Design proposals unveiled for $40 million school in E. Baltimore

Classrooms that "grow" in size as students get older.

Vegetable gardens and wind turbines that help teach city children about farming and alternative energy sources.

Diverse learning spaces under a single, sweeping roof, intended to foster a sense of community.

These are just a few of the ideas presented by three teams competing to design the East Baltimore Community School, a $40 million, kindergarten-to-eighth-grade facility planned as an anchor for the East Baltimore Development Inc. renewal area.

Expected to open by fall 2014, the 103,000-square-foot building will be a "public contract school" — it will be open to neighborhood students, but its design and construction will not be funded through the city school system's standard procurement process. Money to build the school will come from a variety of sources, including nonprofits such as the Annie E. Casey Foundation, as well as from a previously approved tax-increment financing plan. More than $8.5 million has been raised so far.

The site for the new school is a seven-acre parcel bounded by Chester Street, Ashland and Patterson Park avenues and the Amtrak and MARC rail lines. The school, which will house 540 students, will replace a temporary facility that opened in 2009 at Chase and Wolfe streets. City officials say the new school will be one of the first to be built in Baltimore in decades. The project includes a 30,000-square-foot Family Support Center, which will house early-learning programs for children up to age 5 as well as adult learning programs.

East Baltimore Development Inc., a public-private partnership that is redeveloping 88 acres north of the Johns Hopkins Medical Campus as a $1.8 billion mixed-use community, is overseeing the school project. To select an architect, it launched a national competition and chose three teams to work for nine weeks on a design. Each team will receive $25,000, and the winner will be given the first chance to negotiate a contract to design the campus.

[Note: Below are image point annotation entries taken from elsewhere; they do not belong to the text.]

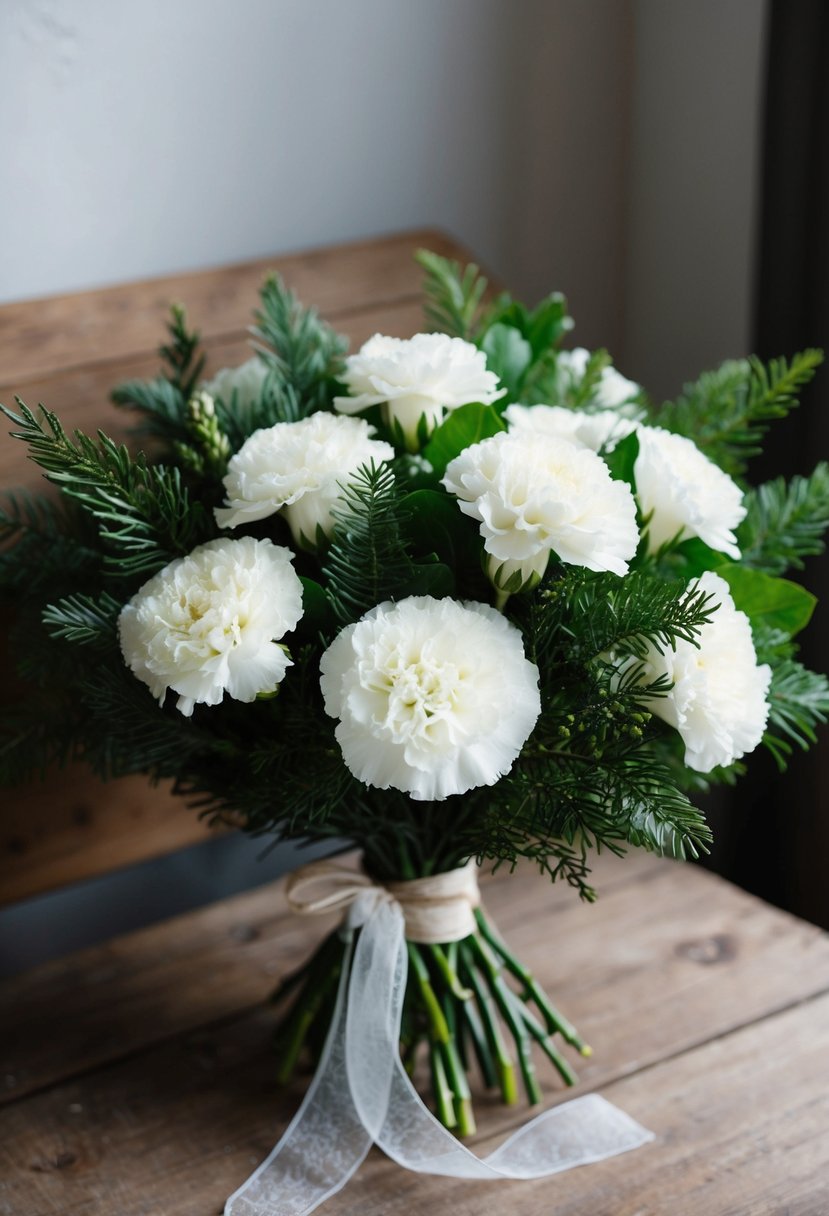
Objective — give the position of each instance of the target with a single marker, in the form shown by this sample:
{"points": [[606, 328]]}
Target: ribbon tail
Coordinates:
{"points": [[323, 1144], [587, 1129]]}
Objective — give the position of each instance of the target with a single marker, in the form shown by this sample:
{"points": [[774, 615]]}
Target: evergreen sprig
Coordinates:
{"points": [[582, 615], [368, 559], [305, 354], [44, 542], [785, 522], [454, 294], [182, 354], [799, 702], [144, 512], [727, 411], [84, 619]]}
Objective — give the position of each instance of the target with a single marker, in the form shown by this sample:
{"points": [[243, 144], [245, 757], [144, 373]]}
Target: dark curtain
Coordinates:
{"points": [[773, 832]]}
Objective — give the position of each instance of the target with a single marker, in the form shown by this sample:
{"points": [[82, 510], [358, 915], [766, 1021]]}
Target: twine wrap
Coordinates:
{"points": [[361, 1095], [436, 910]]}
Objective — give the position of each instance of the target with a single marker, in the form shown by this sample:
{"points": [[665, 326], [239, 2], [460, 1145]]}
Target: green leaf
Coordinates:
{"points": [[547, 324], [463, 427], [773, 603], [452, 296], [622, 459], [508, 355], [317, 612]]}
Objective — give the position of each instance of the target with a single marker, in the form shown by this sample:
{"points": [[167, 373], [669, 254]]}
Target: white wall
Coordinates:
{"points": [[176, 134], [692, 187]]}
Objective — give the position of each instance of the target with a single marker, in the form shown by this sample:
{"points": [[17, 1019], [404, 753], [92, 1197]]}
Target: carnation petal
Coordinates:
{"points": [[433, 697]]}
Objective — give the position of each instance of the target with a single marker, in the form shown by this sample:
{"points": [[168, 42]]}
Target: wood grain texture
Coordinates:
{"points": [[61, 332], [706, 1008]]}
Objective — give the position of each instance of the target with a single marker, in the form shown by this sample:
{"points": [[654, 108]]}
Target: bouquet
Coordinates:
{"points": [[457, 600]]}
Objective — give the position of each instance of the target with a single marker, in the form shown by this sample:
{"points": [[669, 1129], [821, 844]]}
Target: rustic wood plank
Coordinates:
{"points": [[191, 970], [82, 395], [712, 960], [66, 331], [178, 1127], [71, 827], [742, 1129]]}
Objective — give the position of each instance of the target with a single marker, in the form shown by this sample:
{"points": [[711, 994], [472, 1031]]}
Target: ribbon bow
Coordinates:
{"points": [[361, 1093]]}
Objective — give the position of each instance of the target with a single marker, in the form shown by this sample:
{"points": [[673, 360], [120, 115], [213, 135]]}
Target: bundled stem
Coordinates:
{"points": [[468, 1000]]}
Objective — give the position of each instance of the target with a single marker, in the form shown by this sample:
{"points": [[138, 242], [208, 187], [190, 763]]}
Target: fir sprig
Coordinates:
{"points": [[785, 522], [304, 352], [84, 619], [454, 294], [799, 703], [368, 559], [144, 512], [727, 411], [581, 615]]}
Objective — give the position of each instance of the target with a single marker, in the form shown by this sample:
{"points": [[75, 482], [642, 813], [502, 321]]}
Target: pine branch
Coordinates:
{"points": [[452, 294], [182, 353], [144, 513], [84, 619], [161, 404], [304, 352], [368, 559], [727, 411], [584, 615], [43, 544], [784, 522], [799, 702]]}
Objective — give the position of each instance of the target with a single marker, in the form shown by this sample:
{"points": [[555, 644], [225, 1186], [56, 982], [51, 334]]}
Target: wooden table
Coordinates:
{"points": [[139, 1077], [136, 1077]]}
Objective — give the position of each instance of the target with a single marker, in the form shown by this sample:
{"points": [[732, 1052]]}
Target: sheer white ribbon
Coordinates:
{"points": [[361, 1095]]}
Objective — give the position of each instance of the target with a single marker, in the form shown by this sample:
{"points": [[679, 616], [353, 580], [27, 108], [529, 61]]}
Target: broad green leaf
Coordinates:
{"points": [[547, 324], [317, 613], [622, 459], [463, 427], [508, 355], [776, 603]]}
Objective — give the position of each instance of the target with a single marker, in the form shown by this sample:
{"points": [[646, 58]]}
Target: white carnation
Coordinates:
{"points": [[687, 493], [433, 697], [535, 494], [210, 623], [417, 377], [613, 390], [246, 381], [718, 701], [298, 468], [595, 431]]}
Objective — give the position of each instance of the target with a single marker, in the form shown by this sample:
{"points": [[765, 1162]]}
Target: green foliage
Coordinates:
{"points": [[727, 411], [85, 619], [454, 296], [508, 355], [464, 426], [304, 353], [44, 544], [774, 603], [181, 354], [784, 523], [582, 615], [144, 512], [368, 559], [799, 702]]}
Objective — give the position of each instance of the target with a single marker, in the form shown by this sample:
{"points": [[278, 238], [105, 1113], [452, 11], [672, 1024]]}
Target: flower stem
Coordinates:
{"points": [[503, 1065], [444, 1098], [556, 1020], [490, 969]]}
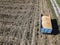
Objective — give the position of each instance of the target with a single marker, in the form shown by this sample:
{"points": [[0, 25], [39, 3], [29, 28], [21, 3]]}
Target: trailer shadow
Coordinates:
{"points": [[55, 27]]}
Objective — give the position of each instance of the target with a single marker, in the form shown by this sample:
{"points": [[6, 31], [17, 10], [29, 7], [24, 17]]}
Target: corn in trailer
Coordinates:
{"points": [[46, 25]]}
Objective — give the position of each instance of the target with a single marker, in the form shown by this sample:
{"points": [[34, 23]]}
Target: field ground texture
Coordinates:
{"points": [[19, 23]]}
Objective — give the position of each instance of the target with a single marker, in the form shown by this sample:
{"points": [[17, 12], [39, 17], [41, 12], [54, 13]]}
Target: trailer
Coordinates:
{"points": [[46, 25]]}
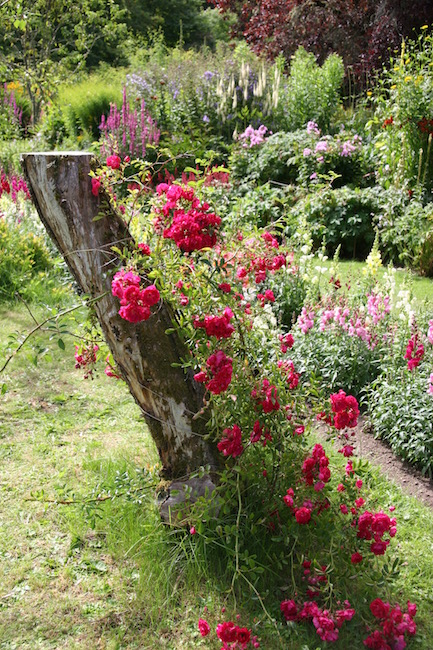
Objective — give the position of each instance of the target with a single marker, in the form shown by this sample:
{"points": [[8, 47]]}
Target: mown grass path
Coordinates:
{"points": [[66, 585]]}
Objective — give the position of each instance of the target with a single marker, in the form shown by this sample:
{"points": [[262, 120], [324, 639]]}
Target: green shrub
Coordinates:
{"points": [[77, 110], [342, 217], [401, 411], [404, 227], [312, 92], [402, 123], [333, 360], [303, 157], [23, 256]]}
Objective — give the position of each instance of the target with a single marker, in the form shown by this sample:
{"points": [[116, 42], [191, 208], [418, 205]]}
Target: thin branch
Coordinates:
{"points": [[40, 325]]}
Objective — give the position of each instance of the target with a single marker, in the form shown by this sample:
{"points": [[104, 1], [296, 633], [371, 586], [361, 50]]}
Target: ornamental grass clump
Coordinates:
{"points": [[295, 529]]}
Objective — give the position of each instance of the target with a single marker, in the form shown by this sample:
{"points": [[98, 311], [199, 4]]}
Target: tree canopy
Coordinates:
{"points": [[361, 31]]}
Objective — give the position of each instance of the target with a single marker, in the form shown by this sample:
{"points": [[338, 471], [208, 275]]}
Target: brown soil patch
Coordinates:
{"points": [[379, 454]]}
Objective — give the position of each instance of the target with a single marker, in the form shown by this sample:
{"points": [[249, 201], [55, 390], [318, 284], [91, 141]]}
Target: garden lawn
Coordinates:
{"points": [[108, 577], [420, 287]]}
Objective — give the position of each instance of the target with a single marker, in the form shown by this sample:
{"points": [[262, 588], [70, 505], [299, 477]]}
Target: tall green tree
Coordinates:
{"points": [[45, 41], [178, 20]]}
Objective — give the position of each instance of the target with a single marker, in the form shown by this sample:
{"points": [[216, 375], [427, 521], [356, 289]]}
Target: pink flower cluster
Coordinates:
{"points": [[231, 444], [135, 302], [220, 372], [327, 626], [266, 397], [252, 137], [262, 262], [345, 410], [430, 332], [113, 161], [12, 184], [218, 326], [260, 434], [292, 376], [354, 323], [268, 296], [394, 625], [373, 526], [184, 220], [378, 306], [234, 637], [128, 131], [286, 342], [414, 352], [315, 469], [85, 357], [430, 384], [306, 320]]}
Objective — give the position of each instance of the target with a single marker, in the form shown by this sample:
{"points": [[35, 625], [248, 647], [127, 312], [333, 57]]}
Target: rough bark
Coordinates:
{"points": [[145, 354]]}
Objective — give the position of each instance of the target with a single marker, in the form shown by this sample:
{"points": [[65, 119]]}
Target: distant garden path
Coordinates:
{"points": [[380, 455]]}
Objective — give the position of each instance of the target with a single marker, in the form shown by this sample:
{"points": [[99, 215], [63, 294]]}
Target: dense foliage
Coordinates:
{"points": [[363, 33], [237, 177]]}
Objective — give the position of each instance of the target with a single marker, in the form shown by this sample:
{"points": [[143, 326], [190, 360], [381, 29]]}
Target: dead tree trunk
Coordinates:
{"points": [[145, 354]]}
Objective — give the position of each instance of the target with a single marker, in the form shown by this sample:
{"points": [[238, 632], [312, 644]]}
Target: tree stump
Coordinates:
{"points": [[168, 396]]}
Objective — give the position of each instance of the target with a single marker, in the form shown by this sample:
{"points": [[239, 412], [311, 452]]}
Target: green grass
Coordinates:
{"points": [[420, 287], [111, 575]]}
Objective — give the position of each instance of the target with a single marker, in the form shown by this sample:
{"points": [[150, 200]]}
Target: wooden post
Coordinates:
{"points": [[168, 396]]}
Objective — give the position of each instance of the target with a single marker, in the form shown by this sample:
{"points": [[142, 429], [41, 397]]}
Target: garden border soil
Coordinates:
{"points": [[379, 454]]}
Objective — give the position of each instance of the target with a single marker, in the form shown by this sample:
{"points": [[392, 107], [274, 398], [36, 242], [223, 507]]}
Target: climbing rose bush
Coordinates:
{"points": [[284, 502]]}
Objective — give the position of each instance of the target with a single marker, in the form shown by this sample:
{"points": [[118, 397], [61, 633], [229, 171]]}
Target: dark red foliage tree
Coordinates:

Christopher Shea, president and chief executive of EBDI, said the organization launched its design challenge nationwide because directors wanted to tap the best thinking available about building public schools in urban areas.

"Schools, especially public schools, are one of the most important institutions in building and maintaining great communities," Shea said. The new campus "will be an important catalyst in the revitalization of East Baltimore by providing a home for one of the city's best public K-8 schools and a place for those who live and work in East Baltimore to learn, recreate and come together."

EBDI is using the design competition to identify the architectural team it deems best-suited to work on the project, but it is not yet ready to choose a final design. The partnership plans to rank the teams' proposals by mid-December.

Cathy Miles, principal of the existing East Baltimore Community School, said she was impressed by design teams' ideas. "I like the process a lot, but it's overwhelming," she said. "It's a huge decision."

The finalists are Ross Barney Architects of Chicago, Rogers Marvel Architects of New York and Erdy McHenry Architecture of Philadelphia. The three teams took dramatically different approaches to the design challenge:

In Ross Barney's proposal, the school's classrooms and common spaces enclosed a large central courtyard that would be secure from the streets. Much of the surrounding land would be devoted to a working farm, or "grange," with community gardens, open cisterns to collect rainwater and wind turbines to supply energy to pump the rainwater to irrigate crops.

Rogers Marvel suggested that grade groupings be given their own, custom-tailored classrooms and outdoor courtyards, and that students move through the building over the years as if on an adventure or journey. The designers proposed that the classrooms and outdoor spaces be shaped differently to correspond to the ages and sizes of the students; children would "graduate" to larger and more complex learning spaces as they mature.

Erdy McHenry's plan has learning spaces opening onto a glassy, multilevel arcade, with much of the land devoted to playing fields. The architectural team put all of the teaching spaces beneath one long roof to promote a sense of community and located arts-related facilities in highly visible locations to emphasize the importance of the arts.

Isaac Williams, a faculty member with the University of Maryland's School of Architecture, Planning and Preservation, and Linda Lo Cascio, a local development consultant, coordinated the competition.

EBDI's selection committee saw detailed presentations from the three finalists Friday. On Saturday, the open house drew students, parents and staffers from the existing school as well as members of the community, including parishioners from nearby St. Wenceslaus Roman Catholic Church.

Marjorie McDonald, a St. Wenceslaus parishioner, said she appreciated the security of the inner courtyard in the Ross Barney proposal and believes the school will help the neighborhood. "I think when caring people see a big, beautiful new building, they will have more pride in their community," she said.

Michael Hall, another St. Wenceslaus member, also said he thought the school would help the area. "When people are thinking about where to live, they look at the schools," he said.

Towanda Ross, parent of a first-grader at the existing, temporary school, said she was encouraged by everything she saw. "I'm just glad that my son will be able to benefit from it all," she said.

Nia Redmond, a longtime East Baltimore resident and an EBDI board member, said she was pleased that EBDI has high aspirations for the project.

"We couldn't have the best hospital here and not have the best school," she said. "I'm happy for the kids."